The Gallic misadventures of a Milford village idiot abroad.
Friday: Collected our friend, Viv, from the station tonight and then back for a magnificent spread of a dozen or so cheeses, cold meats, pates, dips and of course a few baguettes. As we started planning the next few days, my wife mentioned a stroll along ‘La Planches’. Viv gave a quizzical look. ‘The ironing board?’ she said. Now, what I haven’t mentioned is that Viv is a linguist (A bit like myself), speaking French, German & Spanish. Oh, and she likes a drink. Her confusion was relieved when she suddenly realised ‘Les Planches’ means both ‘Boardwalk’ and ‘Ironing board’. As previously observed, for some reason the French have not bothered to get their own words for some things, (Like: casino, croissant, foie gras or champagne), and then they have also decided it is a good idea some words that are the same, but mean different things.

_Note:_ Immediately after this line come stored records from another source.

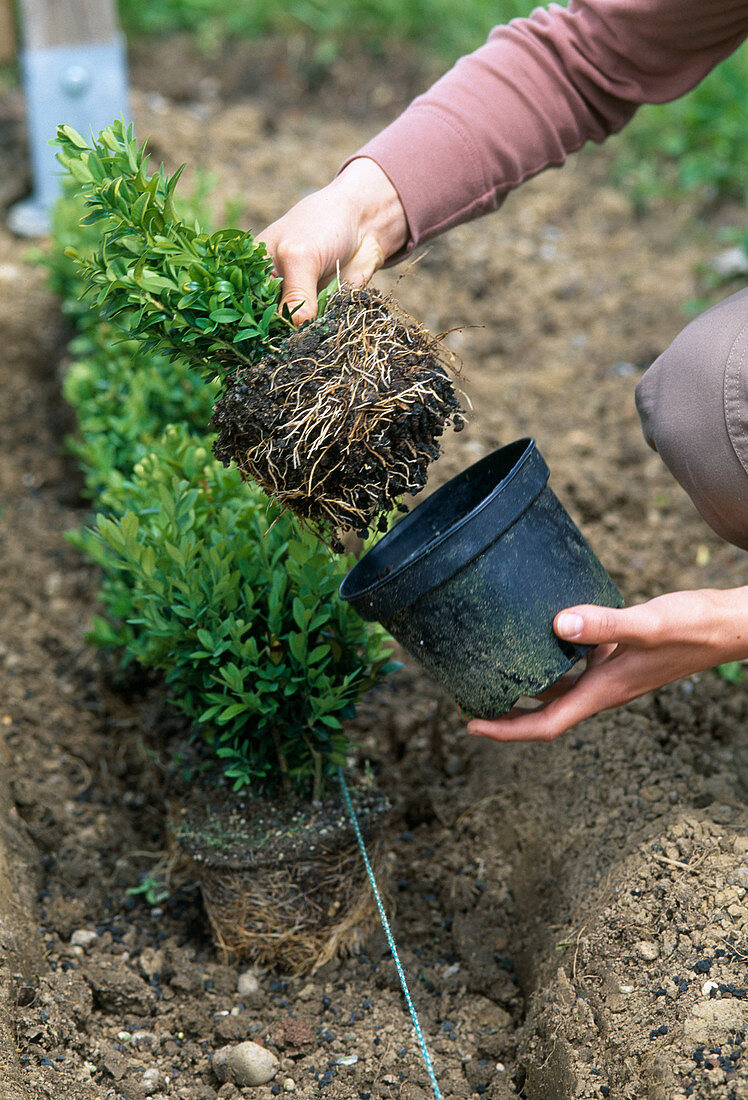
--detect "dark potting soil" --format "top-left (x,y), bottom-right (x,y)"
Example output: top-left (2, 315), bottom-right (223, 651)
top-left (171, 787), bottom-right (389, 868)
top-left (213, 288), bottom-right (464, 539)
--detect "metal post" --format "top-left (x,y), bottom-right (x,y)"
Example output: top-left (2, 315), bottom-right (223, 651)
top-left (8, 0), bottom-right (129, 237)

As the evening progressed we shared a bottle of Bordeaux wine or two, while my wife stuck to her bucket of Bacardi & coke. We decided that tomorrow morning we would visit nearby Lisieux Basilica, which is now the second most important site of pilgrimage in France, after the town of Lourdes. As we continued our cheese-fest a litre bottle of Porto Cruz port was opened. The bottle must have had leak, as within an hour or so it was empty. As the evening drew to a close I rejoiced in being a French citizen, and wondered why things were moving around a bit. As Viv and I started singing the "La Marseillaise" French national anthem, my wife emptied her bucket, and decided it was time for bed.

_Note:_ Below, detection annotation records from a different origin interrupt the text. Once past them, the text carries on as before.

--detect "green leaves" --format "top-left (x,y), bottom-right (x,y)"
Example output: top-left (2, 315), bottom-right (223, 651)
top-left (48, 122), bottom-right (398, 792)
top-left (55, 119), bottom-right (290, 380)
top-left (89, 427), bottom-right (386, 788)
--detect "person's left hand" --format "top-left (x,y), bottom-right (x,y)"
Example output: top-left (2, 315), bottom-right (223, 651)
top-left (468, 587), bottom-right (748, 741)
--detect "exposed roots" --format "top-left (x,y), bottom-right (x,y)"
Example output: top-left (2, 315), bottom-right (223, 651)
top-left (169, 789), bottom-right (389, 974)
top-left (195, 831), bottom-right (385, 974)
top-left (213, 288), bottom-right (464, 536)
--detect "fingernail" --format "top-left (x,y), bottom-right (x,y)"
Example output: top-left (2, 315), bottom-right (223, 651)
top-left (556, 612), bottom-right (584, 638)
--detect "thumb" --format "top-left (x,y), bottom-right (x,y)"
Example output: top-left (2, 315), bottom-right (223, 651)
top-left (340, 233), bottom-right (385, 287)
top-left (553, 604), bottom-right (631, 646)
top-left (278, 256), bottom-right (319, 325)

Saturday: Plans for the early morning visit to Lisieux were postponed as Viv and I were feeling somewhat wobbly. I identified that our instability must have been caused by the blue cheese, my blurry eyed multi-language friend agreed, and we vowed never to eat that particular blue cheese again. My wife, continued to perfect her Gallic shrug and this time added a French sneer. Sometimes my wife has no pity on the weak. A quiet morning followed.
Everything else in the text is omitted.